A number of different vertical integration models are possible. The simplest model and the most popular is where an existing NHS provider acquires the PCT’s community health business. Other models include merging elements of primary, secondary and community care into a newly created joint venture entity or of creating new community-based entities by pooling, in their entirety, the operations of the local secondary and community care providers.
Depending on the model chosen, there are different methods of implementation. In general though, the basic choice for the PCT is between bilateral negotiations on the terms of the transfer with a single preferred provider or of running some form of competition to identify the preferred partner and secure the terms of transfer.

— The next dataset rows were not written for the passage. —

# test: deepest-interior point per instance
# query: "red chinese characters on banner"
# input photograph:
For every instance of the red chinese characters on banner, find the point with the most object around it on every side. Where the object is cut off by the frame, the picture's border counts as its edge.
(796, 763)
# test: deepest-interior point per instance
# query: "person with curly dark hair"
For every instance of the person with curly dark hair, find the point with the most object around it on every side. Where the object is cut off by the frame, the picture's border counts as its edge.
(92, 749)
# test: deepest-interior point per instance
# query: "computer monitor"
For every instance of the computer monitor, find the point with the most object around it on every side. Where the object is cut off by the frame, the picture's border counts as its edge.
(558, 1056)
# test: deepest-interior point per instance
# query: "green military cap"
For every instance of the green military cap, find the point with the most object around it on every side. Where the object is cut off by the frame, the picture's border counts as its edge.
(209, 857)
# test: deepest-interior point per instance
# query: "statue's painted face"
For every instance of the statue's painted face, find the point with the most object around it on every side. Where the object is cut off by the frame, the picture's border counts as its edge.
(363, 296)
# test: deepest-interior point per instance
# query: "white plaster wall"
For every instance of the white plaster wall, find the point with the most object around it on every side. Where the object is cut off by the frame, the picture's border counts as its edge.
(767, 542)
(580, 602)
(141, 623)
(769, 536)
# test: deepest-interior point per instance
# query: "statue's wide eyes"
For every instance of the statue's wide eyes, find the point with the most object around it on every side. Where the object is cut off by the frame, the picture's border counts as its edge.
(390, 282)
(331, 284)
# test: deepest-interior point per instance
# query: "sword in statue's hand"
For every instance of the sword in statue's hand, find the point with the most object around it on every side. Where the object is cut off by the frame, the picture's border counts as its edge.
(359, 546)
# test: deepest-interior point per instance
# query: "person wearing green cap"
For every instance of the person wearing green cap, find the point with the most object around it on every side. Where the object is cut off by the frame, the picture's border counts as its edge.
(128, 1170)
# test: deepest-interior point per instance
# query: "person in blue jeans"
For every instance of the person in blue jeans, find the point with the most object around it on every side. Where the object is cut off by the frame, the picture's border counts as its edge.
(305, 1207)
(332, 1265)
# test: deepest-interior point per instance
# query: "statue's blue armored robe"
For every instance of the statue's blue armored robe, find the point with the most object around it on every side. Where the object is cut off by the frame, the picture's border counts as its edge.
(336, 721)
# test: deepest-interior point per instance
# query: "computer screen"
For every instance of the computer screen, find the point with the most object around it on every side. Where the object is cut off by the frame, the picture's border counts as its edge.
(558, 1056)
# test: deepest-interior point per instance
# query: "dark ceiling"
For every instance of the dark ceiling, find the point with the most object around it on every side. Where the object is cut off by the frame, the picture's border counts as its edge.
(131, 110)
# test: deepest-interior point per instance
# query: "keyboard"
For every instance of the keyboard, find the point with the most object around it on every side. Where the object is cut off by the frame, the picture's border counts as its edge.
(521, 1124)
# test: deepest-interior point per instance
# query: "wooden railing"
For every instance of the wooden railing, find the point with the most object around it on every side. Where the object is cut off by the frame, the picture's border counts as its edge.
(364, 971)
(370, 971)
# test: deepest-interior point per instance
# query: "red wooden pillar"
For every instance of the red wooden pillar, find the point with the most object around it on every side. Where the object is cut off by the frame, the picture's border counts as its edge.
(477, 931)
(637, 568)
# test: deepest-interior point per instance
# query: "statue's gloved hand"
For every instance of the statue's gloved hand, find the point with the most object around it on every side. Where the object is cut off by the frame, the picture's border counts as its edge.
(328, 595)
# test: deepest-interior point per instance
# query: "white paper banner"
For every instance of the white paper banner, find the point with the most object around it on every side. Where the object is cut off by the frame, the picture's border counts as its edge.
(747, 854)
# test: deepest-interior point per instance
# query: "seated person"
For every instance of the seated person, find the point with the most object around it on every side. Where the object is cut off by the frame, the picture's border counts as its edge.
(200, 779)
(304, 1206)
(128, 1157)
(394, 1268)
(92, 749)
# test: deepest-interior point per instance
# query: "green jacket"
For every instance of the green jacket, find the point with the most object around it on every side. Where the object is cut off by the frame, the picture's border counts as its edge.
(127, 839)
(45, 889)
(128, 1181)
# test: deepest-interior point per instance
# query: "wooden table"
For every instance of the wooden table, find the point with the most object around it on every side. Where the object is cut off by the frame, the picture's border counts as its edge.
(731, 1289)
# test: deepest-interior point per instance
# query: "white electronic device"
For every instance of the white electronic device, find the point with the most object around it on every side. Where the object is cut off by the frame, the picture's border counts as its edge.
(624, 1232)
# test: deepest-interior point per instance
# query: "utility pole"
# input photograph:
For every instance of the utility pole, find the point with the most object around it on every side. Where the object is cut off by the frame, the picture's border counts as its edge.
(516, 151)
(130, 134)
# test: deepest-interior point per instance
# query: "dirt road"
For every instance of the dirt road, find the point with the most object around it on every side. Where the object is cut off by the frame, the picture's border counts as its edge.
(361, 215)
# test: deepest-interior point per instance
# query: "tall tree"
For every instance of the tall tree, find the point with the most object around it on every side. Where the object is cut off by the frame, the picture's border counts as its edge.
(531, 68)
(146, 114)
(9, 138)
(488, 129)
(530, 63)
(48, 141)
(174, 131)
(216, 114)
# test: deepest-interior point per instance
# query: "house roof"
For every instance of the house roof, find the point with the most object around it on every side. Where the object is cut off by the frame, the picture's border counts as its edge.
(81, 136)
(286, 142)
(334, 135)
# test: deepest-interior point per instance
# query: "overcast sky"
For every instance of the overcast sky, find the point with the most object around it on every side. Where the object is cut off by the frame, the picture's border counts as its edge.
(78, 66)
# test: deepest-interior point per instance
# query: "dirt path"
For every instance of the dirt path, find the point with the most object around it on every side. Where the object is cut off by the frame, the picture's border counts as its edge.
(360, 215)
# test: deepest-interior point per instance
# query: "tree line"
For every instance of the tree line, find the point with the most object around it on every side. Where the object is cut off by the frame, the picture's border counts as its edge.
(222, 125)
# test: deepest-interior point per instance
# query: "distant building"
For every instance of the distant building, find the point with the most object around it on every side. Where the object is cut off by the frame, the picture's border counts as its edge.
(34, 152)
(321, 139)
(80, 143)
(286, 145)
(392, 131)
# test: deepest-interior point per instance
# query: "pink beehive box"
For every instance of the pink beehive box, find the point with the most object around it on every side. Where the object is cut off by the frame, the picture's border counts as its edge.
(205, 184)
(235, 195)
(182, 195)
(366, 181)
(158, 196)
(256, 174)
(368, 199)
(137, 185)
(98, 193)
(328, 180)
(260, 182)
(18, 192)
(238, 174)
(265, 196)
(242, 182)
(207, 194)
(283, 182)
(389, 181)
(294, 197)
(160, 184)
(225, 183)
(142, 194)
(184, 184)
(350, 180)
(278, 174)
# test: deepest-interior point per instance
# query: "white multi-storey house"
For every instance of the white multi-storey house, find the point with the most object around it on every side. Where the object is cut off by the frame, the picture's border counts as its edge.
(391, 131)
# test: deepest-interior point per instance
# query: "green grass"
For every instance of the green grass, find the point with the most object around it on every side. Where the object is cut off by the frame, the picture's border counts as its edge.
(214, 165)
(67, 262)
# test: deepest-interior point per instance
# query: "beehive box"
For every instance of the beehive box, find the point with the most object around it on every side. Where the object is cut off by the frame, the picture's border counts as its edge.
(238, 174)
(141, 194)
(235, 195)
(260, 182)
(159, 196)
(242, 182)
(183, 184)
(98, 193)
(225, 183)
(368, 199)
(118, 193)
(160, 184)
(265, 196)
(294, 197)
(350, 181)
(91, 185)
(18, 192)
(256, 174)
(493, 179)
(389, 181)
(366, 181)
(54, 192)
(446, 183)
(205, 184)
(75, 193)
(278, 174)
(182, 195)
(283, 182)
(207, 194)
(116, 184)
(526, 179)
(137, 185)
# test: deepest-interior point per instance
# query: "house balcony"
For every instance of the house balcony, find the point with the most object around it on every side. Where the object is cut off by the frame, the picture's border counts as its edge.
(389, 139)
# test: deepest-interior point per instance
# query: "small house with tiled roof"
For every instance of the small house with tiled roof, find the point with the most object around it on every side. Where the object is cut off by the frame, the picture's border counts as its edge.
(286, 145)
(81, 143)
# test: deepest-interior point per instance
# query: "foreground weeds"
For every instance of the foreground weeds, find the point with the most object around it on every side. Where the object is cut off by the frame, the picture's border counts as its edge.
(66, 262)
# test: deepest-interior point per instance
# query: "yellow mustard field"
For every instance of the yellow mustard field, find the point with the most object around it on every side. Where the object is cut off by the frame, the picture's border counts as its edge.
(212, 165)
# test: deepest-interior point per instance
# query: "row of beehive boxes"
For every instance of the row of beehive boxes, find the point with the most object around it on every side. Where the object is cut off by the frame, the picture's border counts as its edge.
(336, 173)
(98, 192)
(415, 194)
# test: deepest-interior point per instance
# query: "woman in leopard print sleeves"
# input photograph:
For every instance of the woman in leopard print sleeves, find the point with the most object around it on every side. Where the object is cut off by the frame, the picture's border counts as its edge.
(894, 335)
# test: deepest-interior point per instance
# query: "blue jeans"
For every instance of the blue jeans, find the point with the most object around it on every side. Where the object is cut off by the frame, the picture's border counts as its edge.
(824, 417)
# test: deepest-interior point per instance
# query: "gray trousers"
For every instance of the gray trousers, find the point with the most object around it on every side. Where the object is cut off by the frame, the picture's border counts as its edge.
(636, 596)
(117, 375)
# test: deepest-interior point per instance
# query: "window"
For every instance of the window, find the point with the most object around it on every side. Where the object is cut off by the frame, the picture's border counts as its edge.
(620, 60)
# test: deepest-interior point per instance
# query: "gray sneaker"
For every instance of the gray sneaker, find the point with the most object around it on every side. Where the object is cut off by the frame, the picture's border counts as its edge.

We argue that PCTs can derive substantial benefits from competition on both cost and quality grounds, but this does require greater up-front time and effort in structuring the deal. This may be off-putting for some PCTs although too few, in our view, are giving it sufficiently serious consideration. It is also somewhat perverse because we believe that much of the work that a PCT needs to do in defining and agreeing the terms of the transaction is unavoidable. It will be done therefore, either when the PCT still has choices to make (through competition) or at a time when the PCT has no feasible alternative – never a pleasant place to be when negotiating change.
This paper also highlights that in each case, the externalisation exercise involves a PCT entering into detailed negotiations, whether during competition or in bilateral discussions, about the terms of the transfer and that there are two distinct contractual elements to the externalisation exercise that need to be carefully considered by the parties. These are:
- The Business Transfer Agreement (BTA) – in other words the transfer of the PCT’s provider services to the new provider
- The Medium Term Service Agreement (MTSA) – in other words, the placing of the underlying services agreement for the ongoing provision of community health services which the new provider will be under contract to supply.
The paper notes that some PCTs will be able to secure a good deal for taxpayers, patients and staff if they select vertical integration as the path for their community services. However, they need to be doing this for sound, service transformational reasons, and they should work hard with their preferred partner to design an integration model that will deliver the desired benefits, preferably, in our view, in advance of the transfer.
The paper concludes by suggesting that PCTs are under-estimating the amount of work that they need to do to define their ‘transformed’ requirements, are being under-ambitious in the level of innovation and service improvement they are expecting the new, integrated suppliers to offer as a result of the externalisation process and are under-valuing the contribution that competition between potential providers could make.
This paper analyses the implications of vertical integration for community health services in England. By ‘vertical integration’ we mean the merger, acquisition or integration of community health services with or by an NHS acute or mental health services provider. For the avoidance of doubt, this paper does not focus on models of vertical integration between community and primary care providers.